Our results demonstrate that oral curcumin administration induced antioxidant gene expression and reduced epigenetic HDAC expression in normal, healthy human volunteers. The dose used in this study is within the range of previous studies and was well-tolerated. To date, there are limited clinical studies that have investigated the PK/PD of commercially marketed curcumin, an herbal medicinal product often taken as an over-the-counter botanical supplement. Similar to previous studies and reports, the overall bioavailability of curcumin was low and only curcumin metabolite, curcumin glucuronide, was detectable in blood plasma. The presence of curcumin glucuronide is due to intestinal metabolism by UGTs. Despite the absence of parent curcumin in the blood/plasma, antioxidant and epigenetic modulatory effects was nevertheless observed in plasma, presumably due to the presence of COG and may partially explain some of the potential overall health beneficial effects of curcumin.

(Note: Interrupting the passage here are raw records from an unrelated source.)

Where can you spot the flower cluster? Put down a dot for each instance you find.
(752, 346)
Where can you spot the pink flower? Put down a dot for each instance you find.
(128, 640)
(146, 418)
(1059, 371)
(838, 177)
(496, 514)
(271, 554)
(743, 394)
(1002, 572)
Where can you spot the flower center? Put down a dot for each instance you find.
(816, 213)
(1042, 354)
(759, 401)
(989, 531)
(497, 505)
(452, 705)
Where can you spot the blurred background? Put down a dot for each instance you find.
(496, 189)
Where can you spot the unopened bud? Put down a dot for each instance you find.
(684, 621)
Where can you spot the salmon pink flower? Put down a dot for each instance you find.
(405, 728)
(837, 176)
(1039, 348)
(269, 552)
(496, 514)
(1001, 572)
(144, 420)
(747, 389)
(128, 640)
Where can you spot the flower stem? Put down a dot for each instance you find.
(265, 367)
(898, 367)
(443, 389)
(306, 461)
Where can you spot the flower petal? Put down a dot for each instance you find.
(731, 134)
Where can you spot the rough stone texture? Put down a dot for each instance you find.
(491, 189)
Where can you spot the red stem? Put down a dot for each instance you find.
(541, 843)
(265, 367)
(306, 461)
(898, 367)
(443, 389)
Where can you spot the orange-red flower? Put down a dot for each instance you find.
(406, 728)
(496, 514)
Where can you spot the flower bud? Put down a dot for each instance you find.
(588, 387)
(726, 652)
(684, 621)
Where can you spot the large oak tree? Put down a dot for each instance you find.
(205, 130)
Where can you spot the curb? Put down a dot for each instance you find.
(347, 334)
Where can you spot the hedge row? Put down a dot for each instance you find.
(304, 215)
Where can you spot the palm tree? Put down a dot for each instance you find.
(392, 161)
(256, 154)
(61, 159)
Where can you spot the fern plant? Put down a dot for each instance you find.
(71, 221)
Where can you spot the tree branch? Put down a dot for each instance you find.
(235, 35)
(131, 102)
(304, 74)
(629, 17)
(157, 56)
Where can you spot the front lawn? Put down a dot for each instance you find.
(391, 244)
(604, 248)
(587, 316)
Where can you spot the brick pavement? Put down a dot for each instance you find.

In conclusion, the results of our current study are highly relevant to the over-the-counter use of botanical curcumin in a real-world scenario. Our current study of oral administration of curcumin resulted in detectable levels of its metabolite, curcumin glucuronide, but more importantly increases the gene expression of antioxidant genes NRF2, HO-1, and NQO1 suppresses epigenetic genes HDAC1, HDAC2, HDAC3, and HDAC4. This suggests there may be potential health benefits of taking curcumin and challenges negative perceptions on the lack of health benefit or efficacy of taking oral curcumin.